Friends of UTokyo Inc. Internship Report

Shion An

August 21, 2011
Friends of UTokyo Inc. Internship Report
This summer, I spent 10 weeks in Tokyo, Japan working as a student researcher in the Ozawa Laboratory, located in the Department of Chemistry at the University of Tokyo. This lab studies various biological processes by fluorescence and bioluminescence imaging with the goal of establishing novel imaging methods and probes for applications in biochemical research. This internship was organized by MIT’s MISTI‐Japan Program and supported by Friends of UTokyo Inc.
My internship project aimed to characterize the membrane recruitment pattern of the protein Akt as a result of stimulation by grown factors. The entire project’s work would be equivalent to a doctoral program, so my summer work aimed to tackle the first portion of this project during my 10‐week stay. My direct supervisor was Dr. Yoshimura, a postdoctoral fellow in the Ozawa Laboratory.

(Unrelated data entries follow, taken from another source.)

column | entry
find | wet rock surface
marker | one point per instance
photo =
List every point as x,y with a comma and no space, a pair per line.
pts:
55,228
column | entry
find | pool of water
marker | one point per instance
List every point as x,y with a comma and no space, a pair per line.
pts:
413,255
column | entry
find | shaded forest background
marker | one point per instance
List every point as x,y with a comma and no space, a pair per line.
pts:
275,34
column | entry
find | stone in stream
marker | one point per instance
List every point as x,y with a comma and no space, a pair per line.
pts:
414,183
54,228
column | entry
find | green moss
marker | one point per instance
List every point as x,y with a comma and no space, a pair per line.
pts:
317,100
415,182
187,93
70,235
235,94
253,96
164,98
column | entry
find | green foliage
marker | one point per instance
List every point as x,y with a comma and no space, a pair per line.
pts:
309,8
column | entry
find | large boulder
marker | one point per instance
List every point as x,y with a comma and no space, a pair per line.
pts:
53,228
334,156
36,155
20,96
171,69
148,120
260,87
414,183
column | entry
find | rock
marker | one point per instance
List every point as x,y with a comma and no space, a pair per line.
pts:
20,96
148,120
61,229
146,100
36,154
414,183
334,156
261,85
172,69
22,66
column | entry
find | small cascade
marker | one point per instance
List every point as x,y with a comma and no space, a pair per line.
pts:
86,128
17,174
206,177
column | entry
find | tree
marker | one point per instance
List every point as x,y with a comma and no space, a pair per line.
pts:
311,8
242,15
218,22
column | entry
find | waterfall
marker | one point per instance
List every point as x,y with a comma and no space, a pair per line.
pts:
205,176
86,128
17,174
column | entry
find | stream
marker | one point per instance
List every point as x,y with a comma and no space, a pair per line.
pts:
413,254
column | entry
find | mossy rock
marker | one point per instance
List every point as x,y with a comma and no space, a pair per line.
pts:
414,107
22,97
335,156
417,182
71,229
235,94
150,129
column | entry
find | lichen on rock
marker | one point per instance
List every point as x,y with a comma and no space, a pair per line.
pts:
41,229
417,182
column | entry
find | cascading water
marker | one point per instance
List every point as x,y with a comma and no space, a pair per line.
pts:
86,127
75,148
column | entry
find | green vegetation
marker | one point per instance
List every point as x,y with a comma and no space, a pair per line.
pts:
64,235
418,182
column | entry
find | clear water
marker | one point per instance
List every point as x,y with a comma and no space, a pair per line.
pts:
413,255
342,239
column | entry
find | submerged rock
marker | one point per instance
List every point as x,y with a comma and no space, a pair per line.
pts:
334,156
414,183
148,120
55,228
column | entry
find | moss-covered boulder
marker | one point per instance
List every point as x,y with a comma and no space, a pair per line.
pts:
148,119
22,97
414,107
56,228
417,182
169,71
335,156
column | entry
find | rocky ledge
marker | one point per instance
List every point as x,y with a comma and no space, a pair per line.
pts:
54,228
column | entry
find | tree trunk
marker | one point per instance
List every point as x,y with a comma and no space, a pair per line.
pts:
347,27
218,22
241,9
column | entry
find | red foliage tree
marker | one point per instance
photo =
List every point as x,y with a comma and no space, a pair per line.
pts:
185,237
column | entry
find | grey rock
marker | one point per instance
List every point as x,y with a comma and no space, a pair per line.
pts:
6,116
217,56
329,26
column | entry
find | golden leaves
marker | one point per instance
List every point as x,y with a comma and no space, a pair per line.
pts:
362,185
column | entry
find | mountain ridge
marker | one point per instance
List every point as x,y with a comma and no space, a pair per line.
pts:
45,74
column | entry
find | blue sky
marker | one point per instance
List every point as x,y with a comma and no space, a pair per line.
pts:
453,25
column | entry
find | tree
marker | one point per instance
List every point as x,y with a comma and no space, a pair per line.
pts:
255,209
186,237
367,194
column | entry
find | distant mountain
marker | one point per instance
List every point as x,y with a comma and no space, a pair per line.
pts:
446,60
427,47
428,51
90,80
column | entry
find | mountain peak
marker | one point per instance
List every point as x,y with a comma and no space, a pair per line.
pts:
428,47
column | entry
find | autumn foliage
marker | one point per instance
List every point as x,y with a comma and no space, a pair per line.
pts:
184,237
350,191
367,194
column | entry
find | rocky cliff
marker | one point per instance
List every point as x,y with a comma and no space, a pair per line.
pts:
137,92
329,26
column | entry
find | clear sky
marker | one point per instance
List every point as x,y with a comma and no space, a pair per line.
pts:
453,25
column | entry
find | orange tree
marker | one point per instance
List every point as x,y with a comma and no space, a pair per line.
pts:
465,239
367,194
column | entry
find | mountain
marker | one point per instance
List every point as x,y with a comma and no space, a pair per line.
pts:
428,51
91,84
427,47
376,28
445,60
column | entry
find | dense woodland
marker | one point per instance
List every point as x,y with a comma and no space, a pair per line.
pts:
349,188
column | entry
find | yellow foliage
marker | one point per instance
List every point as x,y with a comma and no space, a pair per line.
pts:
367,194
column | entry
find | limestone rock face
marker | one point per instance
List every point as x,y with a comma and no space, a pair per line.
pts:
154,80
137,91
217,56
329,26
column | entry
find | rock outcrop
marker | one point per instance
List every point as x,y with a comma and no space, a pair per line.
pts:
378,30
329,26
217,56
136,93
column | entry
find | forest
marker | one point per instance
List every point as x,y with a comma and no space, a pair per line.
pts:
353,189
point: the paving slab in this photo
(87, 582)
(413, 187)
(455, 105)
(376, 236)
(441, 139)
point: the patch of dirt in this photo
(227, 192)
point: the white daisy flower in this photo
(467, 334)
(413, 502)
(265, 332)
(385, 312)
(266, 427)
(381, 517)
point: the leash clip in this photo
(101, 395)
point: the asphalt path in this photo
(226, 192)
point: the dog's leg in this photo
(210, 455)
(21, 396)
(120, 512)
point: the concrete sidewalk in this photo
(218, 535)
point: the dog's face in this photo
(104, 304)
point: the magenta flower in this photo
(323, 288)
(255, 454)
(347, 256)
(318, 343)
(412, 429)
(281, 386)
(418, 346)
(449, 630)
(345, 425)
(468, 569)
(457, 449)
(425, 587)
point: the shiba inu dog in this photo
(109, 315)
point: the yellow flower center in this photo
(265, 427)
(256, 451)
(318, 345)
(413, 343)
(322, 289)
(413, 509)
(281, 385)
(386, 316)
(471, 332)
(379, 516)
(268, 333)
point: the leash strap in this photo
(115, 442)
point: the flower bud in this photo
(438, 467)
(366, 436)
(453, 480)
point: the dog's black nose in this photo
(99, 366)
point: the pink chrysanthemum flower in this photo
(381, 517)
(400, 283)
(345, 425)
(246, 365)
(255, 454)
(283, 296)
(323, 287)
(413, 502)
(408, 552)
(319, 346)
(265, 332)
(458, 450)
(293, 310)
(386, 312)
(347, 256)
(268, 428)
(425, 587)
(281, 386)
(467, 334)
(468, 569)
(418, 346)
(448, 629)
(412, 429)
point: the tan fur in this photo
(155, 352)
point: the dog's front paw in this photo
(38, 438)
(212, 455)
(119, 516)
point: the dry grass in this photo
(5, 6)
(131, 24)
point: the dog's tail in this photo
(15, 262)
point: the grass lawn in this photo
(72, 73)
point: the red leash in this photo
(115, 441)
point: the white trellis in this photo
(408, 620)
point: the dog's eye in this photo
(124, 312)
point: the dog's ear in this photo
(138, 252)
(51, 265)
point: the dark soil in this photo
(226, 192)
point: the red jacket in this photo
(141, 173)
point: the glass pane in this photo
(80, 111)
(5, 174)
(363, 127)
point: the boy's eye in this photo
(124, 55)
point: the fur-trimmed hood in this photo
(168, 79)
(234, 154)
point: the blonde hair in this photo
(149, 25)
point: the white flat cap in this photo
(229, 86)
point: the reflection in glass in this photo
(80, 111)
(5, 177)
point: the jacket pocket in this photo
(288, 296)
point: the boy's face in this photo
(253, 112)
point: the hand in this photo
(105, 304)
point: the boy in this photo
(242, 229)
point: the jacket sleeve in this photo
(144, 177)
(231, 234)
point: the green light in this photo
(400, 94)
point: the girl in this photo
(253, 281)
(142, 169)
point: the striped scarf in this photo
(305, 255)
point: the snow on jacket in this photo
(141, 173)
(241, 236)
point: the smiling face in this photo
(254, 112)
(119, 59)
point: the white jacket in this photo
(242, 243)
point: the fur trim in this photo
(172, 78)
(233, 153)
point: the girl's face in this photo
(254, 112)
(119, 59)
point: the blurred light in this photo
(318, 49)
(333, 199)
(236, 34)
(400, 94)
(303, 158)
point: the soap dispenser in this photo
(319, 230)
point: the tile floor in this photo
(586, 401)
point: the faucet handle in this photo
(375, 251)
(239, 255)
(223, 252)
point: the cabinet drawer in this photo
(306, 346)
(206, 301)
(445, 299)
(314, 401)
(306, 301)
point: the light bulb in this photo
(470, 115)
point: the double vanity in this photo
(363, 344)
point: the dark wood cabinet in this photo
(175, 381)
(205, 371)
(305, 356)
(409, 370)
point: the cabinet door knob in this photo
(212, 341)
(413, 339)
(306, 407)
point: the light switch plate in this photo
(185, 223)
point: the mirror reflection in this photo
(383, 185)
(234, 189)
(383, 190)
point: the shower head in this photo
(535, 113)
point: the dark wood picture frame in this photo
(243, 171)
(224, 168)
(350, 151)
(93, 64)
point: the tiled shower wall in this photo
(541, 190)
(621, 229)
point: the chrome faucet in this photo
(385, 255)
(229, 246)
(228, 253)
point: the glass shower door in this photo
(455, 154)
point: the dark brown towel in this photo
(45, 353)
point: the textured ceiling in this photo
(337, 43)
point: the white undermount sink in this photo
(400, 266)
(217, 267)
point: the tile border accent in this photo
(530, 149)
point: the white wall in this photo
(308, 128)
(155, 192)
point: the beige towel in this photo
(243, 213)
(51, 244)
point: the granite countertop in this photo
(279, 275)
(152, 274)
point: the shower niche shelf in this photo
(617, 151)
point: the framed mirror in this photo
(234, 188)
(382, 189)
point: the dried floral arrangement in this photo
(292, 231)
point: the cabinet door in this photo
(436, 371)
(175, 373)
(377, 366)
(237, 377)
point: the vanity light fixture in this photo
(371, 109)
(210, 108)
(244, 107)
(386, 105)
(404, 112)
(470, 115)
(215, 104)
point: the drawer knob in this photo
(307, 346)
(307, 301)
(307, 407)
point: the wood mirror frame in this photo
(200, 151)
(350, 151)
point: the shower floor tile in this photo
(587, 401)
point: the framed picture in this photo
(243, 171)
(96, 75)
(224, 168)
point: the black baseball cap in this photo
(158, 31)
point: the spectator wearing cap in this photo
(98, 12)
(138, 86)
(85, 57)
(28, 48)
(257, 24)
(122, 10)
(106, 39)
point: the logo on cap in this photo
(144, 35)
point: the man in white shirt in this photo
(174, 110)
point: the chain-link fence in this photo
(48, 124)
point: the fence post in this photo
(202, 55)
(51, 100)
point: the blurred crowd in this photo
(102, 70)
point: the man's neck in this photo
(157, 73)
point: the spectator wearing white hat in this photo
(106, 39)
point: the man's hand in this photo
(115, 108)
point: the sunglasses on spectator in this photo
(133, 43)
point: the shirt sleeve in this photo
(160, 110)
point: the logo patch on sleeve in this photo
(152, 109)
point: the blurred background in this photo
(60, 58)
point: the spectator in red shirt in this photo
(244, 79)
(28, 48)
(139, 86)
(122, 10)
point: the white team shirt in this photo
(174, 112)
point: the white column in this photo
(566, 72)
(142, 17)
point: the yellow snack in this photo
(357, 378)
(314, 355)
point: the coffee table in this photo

Ms. Shion An and her fellow interns from MIT

Akt is a key protein in the Akt pathway. This pathway is responsible for regulating various cellular functions such as proliferation, cell division, and apoptosis. This pathway is of interest because mutations in the Akt pathway have been observed in various types of cancers and disease. A thorough understanding of how this pathway affects the cell is important for the creation of improved therapies to treat cancer and tumor cells. Receptors bind to growth factors and activate PI3 Kinase, which then phosphorylates PIP2 to PIP3. Akt, which resides in the cytoplasm, has a high affinity to bind to PIP3. Thus, upon stimulation, when a large amount of PIP3 is generated, Akt is recruited to the cell membrane and activated. The activated Akt then goes on to activate numerous downstream effects. Subsequent downstream cascades and resulting effect on the cell differs with each growth factor, and furthermore, even with the same growth factor, the strength of the stimulation results in differences in Akt activation. I suspected that Akt may be responsible for the differentiation of downstream signal transduction, so I decided to observe how Akt recruitment to cell membrane and activation differs according to the type of stimulation.
To do this, I planned to observe the movement of individual Akt molecules, made visible by fluorescent tags, as they localized to the cell membrane. I created five probes using Akt and the PH domain of Akt (the domain responsible for PIP3 binding) and EGFP as the fluorescent tag. I transfected CHO-PDGFR cells with the probes, and observed the cells with confocal microscopy to confirm fluorescence and targeting. I then used Total Internal Reflection Microscopy (TIRF) to observe individual Akt probes. Through this work, I noticed that the membrane localization time increases after stimulation, and that there is little difference in the number of probes before and after stimulation, and very little difference in behavior between Akt and PH. There is a suggestion that stimulation may cause a change in binding environment or conformation of PIP3, and that the PH domain may have a differentiation function in addition to PIP3 binding. Further investigations should provide more evidence to reveal a molecular explanation of Akt recruitment patterns. The Ozawa laboratory will continue to work on this project after I end my internship.

Ms. Shion An at the Kinkakuji Temple

Overall, the internship was a great success, and I was able to gather a lot of data and move the project forward during the 10 weeks. The results I found were intriguing, and will be interesting to pursue further. Through this internship, I gained more research experience and had many opportunities to work with and interact with other researchers, both which will help me be a better researcher as I enter graduate school next year. I enjoyed being able to spend two and a half months in Japan. My most enjoyable time was spending my weekends and free time exploring Tokyo and all over Japan. The only part that I had to bear was the heat and humidity, but that was expected. Overall, this summer was a great experience, both personally and academically.
I would encourage anyone looking into doing research in Japan, either short-term or long-term, to seriously consider going for it. You will gain many skills, visit breathtaking places, and have a great time. Japan is an amazing country, and the University of Tokyo is one of the best research institutes in the country.